Information Wants to Be Paid for By Advertising
Silicon.com reports today that the World Association of Newspapers is going to "challenge the exploitation of content" by search engines by...well, they haven't decided what they're going to do yet. They're French.But their argument is similar to what a lot of publishers and authors are arguing regarding Google Print - that even the metadata required for listing a product (whether it's a book, a news story, or any other piece of intellectual property) is worth something. A headline (or book title), a photo (or a picture of the book jacket), a little blurb on what the thing is about - that's enough to get an advertiser interested. Will publishers and authors see any revenue from ads on Google? Will newspapers likewise see any revenue from ads on search engines?
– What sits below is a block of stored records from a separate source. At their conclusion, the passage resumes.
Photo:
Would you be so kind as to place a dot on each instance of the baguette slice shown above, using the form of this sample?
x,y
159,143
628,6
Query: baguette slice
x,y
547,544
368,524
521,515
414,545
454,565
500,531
The search engine's argument is that it provides "exposure" for products like books and music and news stories, and it's up to the publisher to actually SELL the stuff and make THEIR share of the money. The cost of listing is paid for by ads. In other words, what Google does with your metadata is their business.
This comes up at meetings with publishers periodically - can anyone claim ownership of metadata, or is it in the public domain? The fact that a news story is about orange groves - can someone make that determination and say, "I own the relationship of this news story to that subject of orange groves"?
Or is making that relationship considered creative and copyrightable work? Someone else could read the story and say, "That story's about the effects of hurricanes on local economies."